Language models are general-purpose reasoners trained on text. They learn patterns, associations, statistical regularities. They do not learn formal systems in the way a compiler knows its grammar. When a formal system is required (i.e. for dimensional analysis, symbolic mathematics, constraint satisfaction, etc.) the model's pattern-matching approximates but does not replicate the formal guarantees.

A prosthesis provides the formal guarantees. The model provides the interface to natural language. Together, they form a system more capable than either alone.

But the coupling matters. A prosthesis poorly coupled to its host compensates for nothing. The small model experiments revealed that coupling (i.e. extraction, formatting, schema compliance) is harder than it looks.

The path forward is not to abandon the pattern but to strengthen the interface. Better extraction prompts. Verification loops where the model checks its own output. Fallback mechanisms that retry with different framings. And tools that anticipate failure, explain it clearly, and offer structured paths to recovery.

The graveyard of twenty-two harness versions was not wasted effort. It was the process of learning where the seams are.


What comes next

The small model hypothesis is not dead. It is refined.

The original claim—that small models with tools can match or exceed larger models without tools—requires a more nuanced statement: small models with tools can match larger models when the extraction interface is robust enough to reliably invoke those tools.

The next experiments will focus on that interface:

  • Verification loops. Ask the model to extract, then ask it to verify its own extraction against the original problem.

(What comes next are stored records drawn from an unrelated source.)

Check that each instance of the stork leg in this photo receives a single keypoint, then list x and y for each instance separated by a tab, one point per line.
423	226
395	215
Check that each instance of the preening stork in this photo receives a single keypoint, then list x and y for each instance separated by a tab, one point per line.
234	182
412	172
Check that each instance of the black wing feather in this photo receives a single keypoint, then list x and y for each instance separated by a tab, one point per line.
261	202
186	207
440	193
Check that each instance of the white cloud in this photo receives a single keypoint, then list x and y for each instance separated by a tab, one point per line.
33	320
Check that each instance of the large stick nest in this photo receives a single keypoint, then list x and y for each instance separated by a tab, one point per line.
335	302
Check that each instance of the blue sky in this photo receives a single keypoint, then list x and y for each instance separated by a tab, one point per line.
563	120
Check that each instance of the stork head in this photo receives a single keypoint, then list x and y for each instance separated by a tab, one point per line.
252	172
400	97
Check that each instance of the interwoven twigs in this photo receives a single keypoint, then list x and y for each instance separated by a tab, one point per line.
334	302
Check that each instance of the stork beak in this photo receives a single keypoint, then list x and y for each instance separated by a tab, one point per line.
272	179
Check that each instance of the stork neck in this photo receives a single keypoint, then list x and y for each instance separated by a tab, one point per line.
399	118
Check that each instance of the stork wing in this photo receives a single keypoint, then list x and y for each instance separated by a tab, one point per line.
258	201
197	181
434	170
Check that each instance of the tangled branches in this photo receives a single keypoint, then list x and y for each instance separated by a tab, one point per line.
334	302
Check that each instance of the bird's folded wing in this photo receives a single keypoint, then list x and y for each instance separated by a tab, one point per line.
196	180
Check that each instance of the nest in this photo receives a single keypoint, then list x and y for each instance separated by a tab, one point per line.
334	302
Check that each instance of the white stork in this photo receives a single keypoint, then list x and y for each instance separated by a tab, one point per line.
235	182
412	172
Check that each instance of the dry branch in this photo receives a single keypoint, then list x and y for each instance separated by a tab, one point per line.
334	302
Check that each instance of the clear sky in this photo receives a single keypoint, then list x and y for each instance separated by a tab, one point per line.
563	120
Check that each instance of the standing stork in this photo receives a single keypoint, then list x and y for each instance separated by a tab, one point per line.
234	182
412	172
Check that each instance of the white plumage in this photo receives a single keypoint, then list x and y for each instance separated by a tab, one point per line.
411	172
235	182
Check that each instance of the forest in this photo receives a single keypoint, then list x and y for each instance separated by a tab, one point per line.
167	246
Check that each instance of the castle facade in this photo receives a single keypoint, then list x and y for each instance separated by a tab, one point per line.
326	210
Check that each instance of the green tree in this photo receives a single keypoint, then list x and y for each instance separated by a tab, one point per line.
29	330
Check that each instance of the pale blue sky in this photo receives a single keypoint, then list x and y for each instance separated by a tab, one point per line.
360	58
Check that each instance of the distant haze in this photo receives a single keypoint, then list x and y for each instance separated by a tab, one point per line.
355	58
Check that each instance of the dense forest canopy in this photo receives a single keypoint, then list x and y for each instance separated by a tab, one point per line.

Does self-checking improve accuracy?
  • Constrained generation. Rather than free-form extraction, provide a structured template with explicit slots. Does constraint reduce error?
  • MCP integration. In agentic contexts, models have multiple turns to correct errors. Does the ConversionError protocol enable effective self-correction over a conversation?

The cognitive prosthesis remains the right abstraction. The intelligence should live in the tool, not the caller. But intelligence alone is not enough. The tool must also be accessible——robust to the errors its callers will inevitably make, structured in its responses so recovery is possible.

This is, I think, the deeper lesson. Not that small models are incapable, but that capability is a property of systems, not components. A model that cannot compute dimensional analysis but can invoke a tool that can——reliably, accurately, with error recovery——is, for practical purposes, a model that can do dimensional analysis.

The gap between "cannot" and "can, with help" is the space where cognitive prostheses live.

The work is to make that space navigable.


*Hoping to publish the evaluation harness and dimensional solver in the near future.